I have a book on my shelf about the early Naval demolition and exploration teams that were established in WWII to reconnoiter beaches and landing spots, they were the precursors to the UDT and later SEALS and it’s called “The Water is Never Cold”. Yeh right, they didn’t swim in Alpine lakes or lay in a freezing creek with a vacuum-cleaner type contraption, sucking-up bits of sand and gravel in the elusive hunt for Gold. We had to time our exposure or risk hypothermia. I’d spend just half-an-hour in freezing water while Jim drank beer, and then get out and stand over the camp-fire shivering for an HOUR trying to warm-up again. Gold drives men to do crazy things and ignore pain and reality and endure lots of hardships – AND it makes men deal with horses and other domesticated critters. We found a lot of tiny flakes and “colors” that were captured and collected in the shag-rung at the end of the sluice-box, but the hunt for gold was not the real purpose of our work, it was to help Old George keep his claim in the mountains he loved. Anyhow, what else was I going to do that summer…?
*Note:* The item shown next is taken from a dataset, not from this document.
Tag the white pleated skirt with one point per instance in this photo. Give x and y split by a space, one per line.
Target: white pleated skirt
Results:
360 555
A month later I hitched down through So-Cal and out to Colorado, and met-up with Jim again outside Silverton on Lime Creek for a “REAL” shot at gold – and had to work with horses. Horses have individual character and personalities. His expensive big black semi-thoroughbred horse had been stabled with some ne’er-do-well’s who lived in a trailer on ranch-land, and he suspected it wasn’t the same horse that he had dropped off a few months earlier. He believed that they had sold his good horse to make some ready cash, and switched it with another of *mostly* the same color. This was before chips and implants or even tattoos and not everything seemed to match. They said it had just gotten wilder over the winter – and it was – and catching it every morning to saddle it was a chore left to me. There was a white mare also, who was fat and docile and wouldn’t do a damn thing unless she felt like it, and would often stop and move off-trail and begin to eat anything in sight. The big thoroughbred was more sure-footed and often tried to brush me out of the saddle by riding under low branches, or turn quickly on the steep hillside so I would tip-out into space. I learned how to ride that summer, and so once upon a time I spent some semi-serious time as a bit of a cowboy, and I think I’ve earned these boots.